Des troupes rebelles du M23 arrivent au poste frontière de Rusizi, qui relie la ville congolaise de Bukavu à Cyangugu au Rwanda, le 16 février 2025. © Hugh Kinsella Cunningham / Getty Images via AFP
L’entrée des rebelles du M23, alliés aux troupes rwandaises, dans Bukavu a provoqué la peur d’une partie des habitants de la ville et de ses environs. D’après les autorités burundaises et plusieurs sources humanitaires, des milliers de personnes ont fui l’Est de la RDC et se sont dirigées vers le Burundi pour s’y réfugier.
Vendredi 14 février au soir, le M23 est entré dans les quartiers périphériques de Bukavu avant de prendre le contrôle de la localité dimanche. D’après les informations d’une source au sein d’une ONG située du côté burundais de la frontière, et qui a souhaité rester anonyme, « depuis vendredi soir, on fait face à une arrivée massive de réfugiés congolais. » « Il y en a plus de 10 000 et d’autres ont continué à arriver aujourd’hui », a-t-elle ajouté.
La même source a précisé que les réfugiés en question avaient fui la région de Kamanyola, au Sud-Kivu, par la rivière Ruzizi, en direction de la province burundaise de Cibitoke, au nord-ouest.
« Ces congolais ont sauté la rivière »
Le ministre burundais de l’Intérieur, Martin Niteretse, a lui aussi fait état de l’arrivée de réfugiés congolais, mais a précisé que leur nombre était toujours en cours d’évaluation.

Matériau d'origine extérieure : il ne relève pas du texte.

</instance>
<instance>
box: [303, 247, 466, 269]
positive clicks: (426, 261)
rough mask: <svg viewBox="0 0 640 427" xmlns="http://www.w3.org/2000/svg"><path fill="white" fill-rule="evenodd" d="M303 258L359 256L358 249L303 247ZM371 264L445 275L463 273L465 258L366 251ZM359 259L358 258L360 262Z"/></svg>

Selon lui, « des milliers [d’entre eux] ont fui parce qu’ils ont paniqué en apprenant que la ville de Bukavu avait été prise ». « [Ils] ont eu peur et ont sauté dans la rivière pour fuir la guerre, mais nous essayons de les rassurer », a-t-il affirmé.
Plusieurs milliers d’hommes de l’armée burundaise sont engagés dans l’est de la RDC, aux côtés des FARDC, l’armée congolaise. Début février, le président burundais, Evariste Ndayishimiye, s’était inquiété d’un embrasement régional du conflit. « Si l’est du Congo n’a pas la paix, la région n’a pas la paix », avait-il estimé dans une vidéo publiée sur sa chaîne YouTube.
Jeudi 13 février dans l’après-midi, le Burundi avait brièvement fermé sa frontière avec la RDC. Plusieurs sources burundaises avaient évoqué un afflux de Congolais à Gatumba, au nord du Lac Tanganyika.